Implement event sourcing for AI agent systems to create a complete audit trail of every decision, enable workflow replay for debugging, and build projections that reconstruct agent state from event history.

Why Event Sourcing Fits AI Agents

Traditional state-based systems store only the current state. When an AI agent makes a series of tool calls, reasoning steps, and decisions, you only see the final output. But debugging an agent that produced a wrong answer requires understanding the full chain: which tools were called, what data came back, how the LLM interpreted the results, and where the reasoning went wrong.
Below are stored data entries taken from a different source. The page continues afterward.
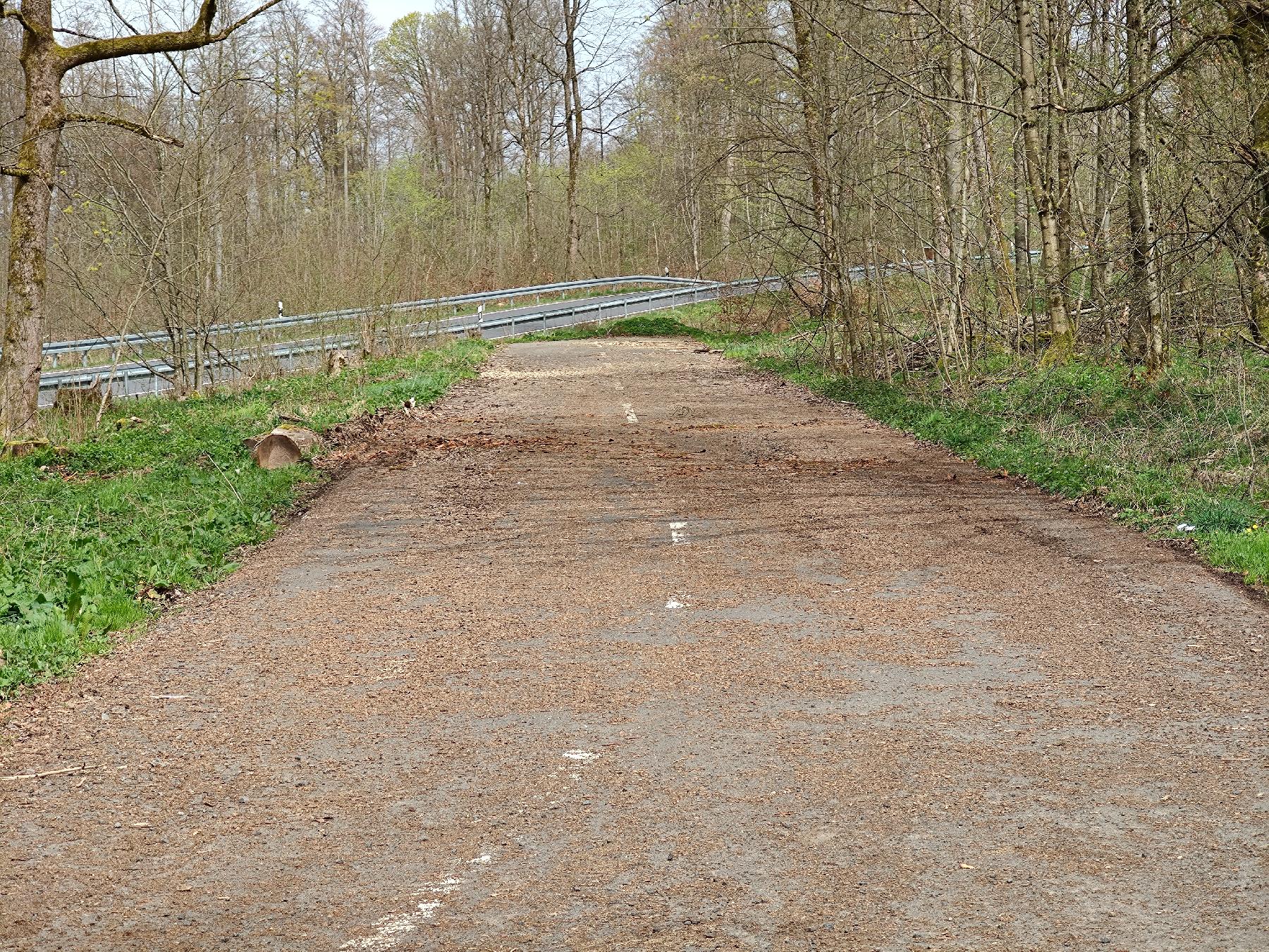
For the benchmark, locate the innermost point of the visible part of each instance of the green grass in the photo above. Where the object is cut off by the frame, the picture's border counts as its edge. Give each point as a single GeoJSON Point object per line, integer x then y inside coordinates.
{"type": "Point", "coordinates": [94, 536]}
{"type": "Point", "coordinates": [1191, 449]}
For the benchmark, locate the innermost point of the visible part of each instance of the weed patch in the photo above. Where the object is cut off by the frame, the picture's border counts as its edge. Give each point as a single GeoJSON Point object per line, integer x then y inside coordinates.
{"type": "Point", "coordinates": [94, 536]}
{"type": "Point", "coordinates": [1188, 450]}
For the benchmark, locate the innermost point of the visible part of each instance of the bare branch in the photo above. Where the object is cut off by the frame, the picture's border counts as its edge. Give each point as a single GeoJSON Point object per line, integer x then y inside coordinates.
{"type": "Point", "coordinates": [121, 123]}
{"type": "Point", "coordinates": [198, 35]}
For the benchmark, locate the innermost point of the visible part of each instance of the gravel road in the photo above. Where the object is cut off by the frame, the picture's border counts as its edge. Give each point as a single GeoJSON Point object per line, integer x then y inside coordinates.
{"type": "Point", "coordinates": [623, 647]}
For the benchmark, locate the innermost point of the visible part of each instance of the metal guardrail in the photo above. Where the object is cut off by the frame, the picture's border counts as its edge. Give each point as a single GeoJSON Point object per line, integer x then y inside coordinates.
{"type": "Point", "coordinates": [137, 379]}
{"type": "Point", "coordinates": [57, 350]}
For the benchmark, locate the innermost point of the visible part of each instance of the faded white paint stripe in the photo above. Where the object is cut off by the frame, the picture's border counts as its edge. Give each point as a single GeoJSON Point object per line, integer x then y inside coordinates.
{"type": "Point", "coordinates": [391, 929]}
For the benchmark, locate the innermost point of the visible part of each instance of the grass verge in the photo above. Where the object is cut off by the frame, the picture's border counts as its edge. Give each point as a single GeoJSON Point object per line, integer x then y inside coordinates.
{"type": "Point", "coordinates": [94, 536]}
{"type": "Point", "coordinates": [1186, 457]}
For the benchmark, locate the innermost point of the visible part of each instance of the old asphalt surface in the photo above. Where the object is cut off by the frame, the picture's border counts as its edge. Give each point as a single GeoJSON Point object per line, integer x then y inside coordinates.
{"type": "Point", "coordinates": [623, 647]}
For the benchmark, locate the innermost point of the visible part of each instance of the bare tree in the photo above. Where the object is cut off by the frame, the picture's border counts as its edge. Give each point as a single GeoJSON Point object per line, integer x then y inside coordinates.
{"type": "Point", "coordinates": [44, 63]}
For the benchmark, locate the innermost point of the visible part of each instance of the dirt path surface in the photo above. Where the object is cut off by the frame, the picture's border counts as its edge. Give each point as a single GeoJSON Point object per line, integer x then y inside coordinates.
{"type": "Point", "coordinates": [625, 648]}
Event sourcing solves this by storing every state change as an immutable event. Instead of updating a "current state" record, you append events. The current state is always derivable by replaying the event stream from the beginning.

Designing the Event Store

The event store is an append-only log. Each event carries a timestamp, a type, the agent session it belongs to, and a payload:

import uuid
import json
from datetime import datetime, timezone
from dataclasses import dataclass, field, asdict
from typing import Any

@dataclass
class AgentEvent:
    event_id: str = field(default_factory=lambda: str(uuid.uuid4()))
    session_id: str = ""
    event_type: str = ""
    timestamp: str = field(
        default_factory=lambda: datetime.now(timezone.utc).isoformat()
    )
    payload: dict[str, Any] = field(default_factory=dict)
    version: int = 0

class EventStore:
    """Append-only event store for agent sessions."""

    def __init__(self):
        self._events: list[AgentEvent] = []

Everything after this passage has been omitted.